KEYBOARD
Description
In order to input recipes to the Digital Cookbook a PS/2 keybaord interface is used. All
standard ASCII characters are supported. Additional keys such as the function keys or the
numeric keypad present on some keyboards are not supported since text input is the primary
function.
Circuit
Power (+5V) and ground are supplied to the keyboard from the circuit board. The keyboard
clock is connected to pin 2 of PortD, which is also External Interrupt 0. The keyboard
data line is connected to pin 3 of PortD. A PS/2 connecter is used so that a keyboard
can easily be connected or disconnected at any time.
The pinout of a PS/2 connector looks like this:
(The || in the diagram is meant to indicate the notch which forces correct alignment of the
connectors).
Driver
-> This keyboard driver was adapted from that given in the AVR 313 application note.<-
The keyboard driver makes use of external interrupt 0. Therefore global interrupts must be
enabled and the global interrupt mask register GIMSK must be appropriatly set. Pins
2 and 3 of PortD are also configured as inputs.
Once a key is pressed the keyboard sends out its clock signal. This triggers the external
interupt. The interrupt subroutine (actually found in cookbook.c) calls the GetKey()
function. It should be noted that static and global variables are used in this function
so that the values stay constant across mulitple calls.
The data sent by the keyboard is called a scancode. The scancode is padded with a start bit,
a stop bit, and a parity bit, all of which are ignored. The remaining eight bits are read
on the falling edges of the clock (data is transmitted serially). The scancode variable is
shifted right one position with every falling edge. If the data on that edge is a 1 then the
new MSB of the scancode is set to a 1 as well. Otherwise it is left as the 0 resulting from
the shift. In this way 1's are explicitly stored while 0's are implicity stored by the shift
operation. After 11 (8 data bits + 3 overhead bits) rising edges of the clock the
transmission of the scancode is complete.
Shifted and unshifted keys have the same scancodes so once a shift is detected this is
remembered for the next key press. However, to prevent a shift from acting as a caps lock
the shift is also cleared after the next key press.
Scancodes by themselves are not very useful becuase they are not the same as ASCII.
Therefore a table is used to convert scancodes to ASCII values*. The conversion table has
three columns, one for scancodes, one for shifted ASCII, and one for unshifted ASCII. The
table is stored in program memory instead of RAM because it is so large and conveniently
read only. Variables can be stored in program memory by preceding their declarations with
"__attribute__ ((progmem))". The data can later be retrieved by passing the variable's
address to the PRG_RDB macro included in pgmspace.h.
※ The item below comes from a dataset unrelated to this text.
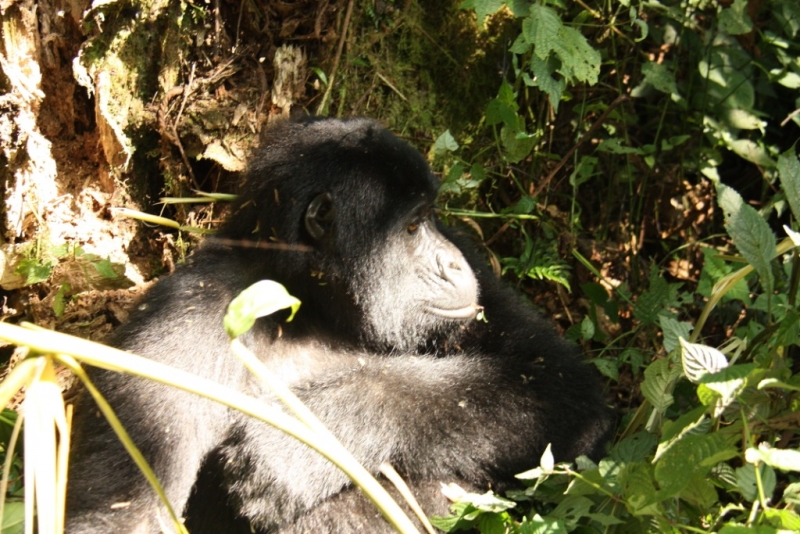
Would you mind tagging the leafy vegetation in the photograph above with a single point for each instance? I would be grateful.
(656, 93)
(629, 164)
A keyboard timeout is also used. When a key is pressed the data is usually sent multiple
times. I don't know if this is similar to button bounce or if keyboards are simply made to
send out scancodes for as long as a key is pressed (leaving the controller to determine if
extra transmissions should be rejected). The keyboard timeout is a simple delay that will
register only one scancode for each keypress (unless the key is held down excessively long
in which case the user must want to repeat the character several times). However the keyboard
timeout is still short enough to allow a good rate of typing (at least in my opinion).
Once the key press is decoded and an ASCII value is obtained it is stored into the screen
buffer and shown on screen. Backspace is a special character and acts as you would expect.
The return key is also special. In MENU mode it has no effect but in EDIT mode it will move
the edit position to the beggining of the next line, just as you would expect.
*As a side note I think some of the scancode conversions given in AVR 313 are incorrect. The
correct conversions are used here and where determined by hooking the keyboard up to the
STK500 and outputting the scancodes to the LED lights.